The task-force also recommended that the Petroleum Asset Management Company, which will take over the role of NAPIMS, should have a workforce of seasoned oil and gas professionals with technical portfolio management expertise to ensure optimisation of returns on government investments. It should have a lean and specialised organisation that enables it to have a strong focus on the core business of managing and driving maximum value from national assets and as well as that eliminate distractions associated with involvement in JV operations and contracting.

“The creation of PAMCO allows the NOC to focus on its core commercial business and hone its own hydrocarbon asset management capability. The NOC will no longer manage JV assets on behalf of the federation. Core capabilities currently residing in NAPIMS, will need to be moved to PAMCO”, the task-force said.

The Nigerian Content and Capacity Development Agency whose role is currently performed by the NCDMB, PTDF and PTI will serve as an integrated vehicle for oil and gas industry development and also align capacity development in the industry. “The amalgamation of oil capacity development bodies will eliminate overlap of responsibilities and accountabilities”, the task-force said.

In an effort to ensure the success of the implementation of the recommendations made for the industry, the special taskforce proposes the establishment of a dedicated time-based transformation management organisation, TMO, to coordinate implementation of the industry-wide transformation roadmap, manage the overall transition to deliver the new industry structure it has recommended. Ideally, the taskforce said that the TMO should be inaugurated and activities kick-started immediately the draft PIB and other committee reports are presented to the president.

The terms of reference of the TMO will be to coordinate overall industry, change management activities, oversee initial setting up of the new post-PIB institutions, continuously monitor/track implementation status, scope, risks and issues and constantly engage key stakeholders, for example, the National Assembly, the general public etc. before and after the PIB has been passed. Moreover, it recommended that the president should appoint a TMO leader with proven competence in leading a large scale industry/organisational strategic initiatives.

The TMO’s leadership will be on a full-time basis and empowered to hire all resources required (financial, technical etc) to deliver on its mandate. Other key attributes of the TMO which include representation from the special taskforce on corporate governance & controls and PIB committees in TMO to ensure continuity, dedicated staff from existing institutions on a full-time basis for a minimum of two years, availability of part-time members from other institutions on a need basis and existence of a budget for the TMO and procurements, will not be subjected to the Public Bureau Procurement Act in order to ensure tight deadlines for the industry transformation to be realised.

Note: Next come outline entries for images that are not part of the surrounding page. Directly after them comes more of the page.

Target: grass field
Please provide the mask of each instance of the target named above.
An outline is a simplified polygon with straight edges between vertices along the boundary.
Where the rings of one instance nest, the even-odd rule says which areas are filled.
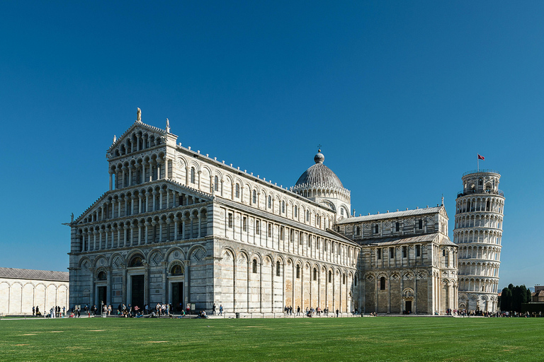
[[[0,321],[1,361],[544,361],[544,318]]]

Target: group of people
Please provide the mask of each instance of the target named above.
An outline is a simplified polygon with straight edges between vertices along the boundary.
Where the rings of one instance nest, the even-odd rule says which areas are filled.
[[[333,313],[334,313],[334,312],[333,311]],[[340,311],[339,310],[336,310],[336,317],[339,316],[339,313],[340,313]],[[353,312],[353,313],[356,314],[356,315],[357,314],[357,313],[358,313],[357,312],[357,309],[356,309]],[[285,315],[293,315],[293,305],[285,305],[283,308],[283,314],[285,314]],[[321,317],[322,314],[323,315],[324,317],[328,317],[329,316],[329,308],[327,308],[322,309],[319,307],[317,307],[317,308],[314,308],[312,307],[310,307],[310,308],[306,307],[306,310],[305,310],[304,314],[307,317],[312,317],[312,316],[315,315],[317,315],[319,317]],[[297,307],[296,315],[300,315],[300,305],[298,307]]]
[[[42,317],[43,315],[40,311],[40,307],[38,305],[36,305],[35,307],[33,305],[32,315],[35,315],[36,317]],[[45,313],[45,317],[48,317],[50,318],[60,318],[63,315],[66,315],[66,307],[62,307],[61,308],[60,306],[56,305],[55,307],[51,307],[51,308],[49,310],[49,313]]]

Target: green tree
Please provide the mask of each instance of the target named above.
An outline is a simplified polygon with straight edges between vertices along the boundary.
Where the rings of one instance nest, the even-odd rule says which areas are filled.
[[[504,311],[512,310],[512,291],[509,288],[502,288],[500,309]]]

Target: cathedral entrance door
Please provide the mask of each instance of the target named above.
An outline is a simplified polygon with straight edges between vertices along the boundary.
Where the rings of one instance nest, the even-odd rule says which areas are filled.
[[[132,305],[132,308],[136,305],[140,309],[144,308],[144,276],[143,275],[133,275],[132,279],[132,296],[130,298],[130,302]]]
[[[172,306],[177,313],[183,310],[183,284],[172,283]]]
[[[412,300],[407,300],[404,302],[404,310],[407,313],[412,313]]]
[[[98,300],[96,300],[96,305],[100,304],[108,304],[108,287],[107,286],[97,286],[96,296]]]

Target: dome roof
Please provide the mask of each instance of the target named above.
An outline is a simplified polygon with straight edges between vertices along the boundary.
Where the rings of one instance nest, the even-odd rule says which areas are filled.
[[[317,154],[314,156],[315,165],[306,170],[295,185],[298,186],[310,187],[341,187],[344,188],[342,182],[338,176],[332,170],[323,164],[325,156],[319,151]]]

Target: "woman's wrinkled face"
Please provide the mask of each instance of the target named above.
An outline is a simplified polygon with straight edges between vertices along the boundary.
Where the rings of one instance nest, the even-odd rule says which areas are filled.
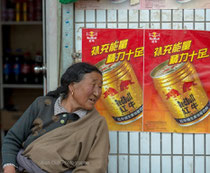
[[[102,92],[102,75],[91,72],[84,75],[83,79],[71,86],[73,91],[74,106],[77,109],[92,110]]]

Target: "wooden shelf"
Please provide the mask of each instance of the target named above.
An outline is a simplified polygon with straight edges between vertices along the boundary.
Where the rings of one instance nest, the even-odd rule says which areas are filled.
[[[43,85],[40,84],[3,84],[3,88],[31,88],[41,89]]]
[[[1,25],[42,25],[42,21],[2,21]]]

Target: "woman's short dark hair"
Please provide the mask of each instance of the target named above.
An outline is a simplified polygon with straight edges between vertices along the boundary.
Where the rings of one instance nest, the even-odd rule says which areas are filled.
[[[97,72],[102,75],[102,72],[97,67],[85,62],[79,62],[71,65],[61,76],[61,86],[56,90],[47,93],[47,96],[57,98],[62,95],[63,98],[66,98],[69,93],[69,84],[73,82],[80,82],[85,74],[91,72]]]

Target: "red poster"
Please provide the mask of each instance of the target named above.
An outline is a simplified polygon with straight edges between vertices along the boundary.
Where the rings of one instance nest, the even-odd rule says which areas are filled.
[[[209,35],[145,31],[144,131],[210,132]]]
[[[103,72],[110,130],[209,133],[210,32],[83,29],[82,60]]]
[[[110,130],[142,130],[143,51],[143,30],[82,30],[82,61],[103,72],[96,109]]]

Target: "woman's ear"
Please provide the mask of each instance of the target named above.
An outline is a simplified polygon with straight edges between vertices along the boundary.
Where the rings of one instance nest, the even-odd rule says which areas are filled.
[[[73,95],[74,94],[74,83],[69,84],[68,88],[69,88],[69,93],[71,93],[71,95]]]

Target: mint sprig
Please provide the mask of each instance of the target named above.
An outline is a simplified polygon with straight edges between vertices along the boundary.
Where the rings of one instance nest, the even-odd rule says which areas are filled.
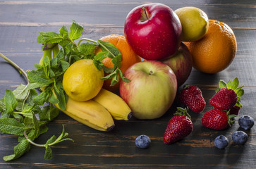
[[[240,96],[242,96],[244,94],[244,90],[242,89],[243,87],[243,86],[239,87],[239,80],[238,77],[234,78],[232,82],[229,80],[227,83],[226,83],[224,80],[221,80],[219,82],[219,87],[216,89],[215,92],[217,92],[220,89],[222,88],[233,90],[238,97],[236,106],[241,107],[242,105],[240,104]]]
[[[47,124],[58,116],[59,111],[53,104],[58,104],[60,108],[66,109],[68,96],[62,86],[63,75],[76,61],[92,59],[97,69],[103,69],[109,73],[102,80],[112,79],[111,85],[118,82],[118,76],[125,82],[130,81],[119,69],[121,54],[113,44],[87,38],[81,38],[78,44],[75,42],[80,38],[83,30],[83,26],[73,20],[70,32],[66,26],[61,27],[59,33],[39,32],[37,42],[43,44],[44,55],[39,63],[35,64],[33,70],[24,71],[0,53],[0,57],[18,69],[27,80],[27,84],[21,84],[13,92],[6,90],[4,98],[0,99],[0,132],[19,136],[14,154],[4,156],[4,160],[11,161],[20,157],[30,150],[31,144],[44,147],[44,159],[51,159],[52,146],[66,140],[73,141],[67,138],[68,134],[63,127],[58,138],[53,136],[44,144],[34,142],[48,130]],[[82,43],[83,41],[87,42]],[[96,55],[95,51],[98,47],[102,51]],[[112,58],[114,68],[104,65],[102,61],[106,57]],[[42,91],[40,94],[37,93],[37,88]]]

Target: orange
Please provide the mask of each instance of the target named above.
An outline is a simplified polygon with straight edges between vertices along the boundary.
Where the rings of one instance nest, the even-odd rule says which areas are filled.
[[[130,44],[127,42],[124,36],[119,35],[110,35],[100,39],[102,41],[105,41],[114,44],[116,47],[117,47],[121,54],[122,54],[122,60],[121,62],[120,70],[123,73],[132,65],[135,63],[140,62],[141,58],[138,56],[132,49]],[[96,53],[102,51],[102,50],[99,48]],[[106,58],[103,60],[102,63],[104,65],[109,68],[111,68],[114,67],[114,64],[111,62],[112,59],[109,58]],[[106,75],[106,74],[105,74]],[[105,80],[103,84],[103,88],[110,90],[111,92],[118,92],[119,89],[120,81],[122,80],[119,76],[119,81],[114,86],[111,87],[111,80]]]
[[[224,70],[236,54],[233,30],[224,23],[214,20],[209,20],[208,30],[202,39],[184,43],[191,53],[193,67],[206,73]]]

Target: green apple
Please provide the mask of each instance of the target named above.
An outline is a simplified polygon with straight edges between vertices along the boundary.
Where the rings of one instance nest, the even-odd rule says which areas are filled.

According to the task-force  the overall success in implementing the recommendations depends on the readiness of the government to promote and sustain key reform initiatives across the sector. The government must have the political will to implement and sustain recommended initiatives, establish a dedicated TMO to drive the entire transformation effort. There is also the need for the passage of the PIB without fundamental modifications by the National Assembly. Finally, it said that Stakeholders buy-in for the programme at industry and institution level should be achieved through regular interactions that would ensure extensive awareness and consultation as well as availability of adequate funding for the programme as and when required.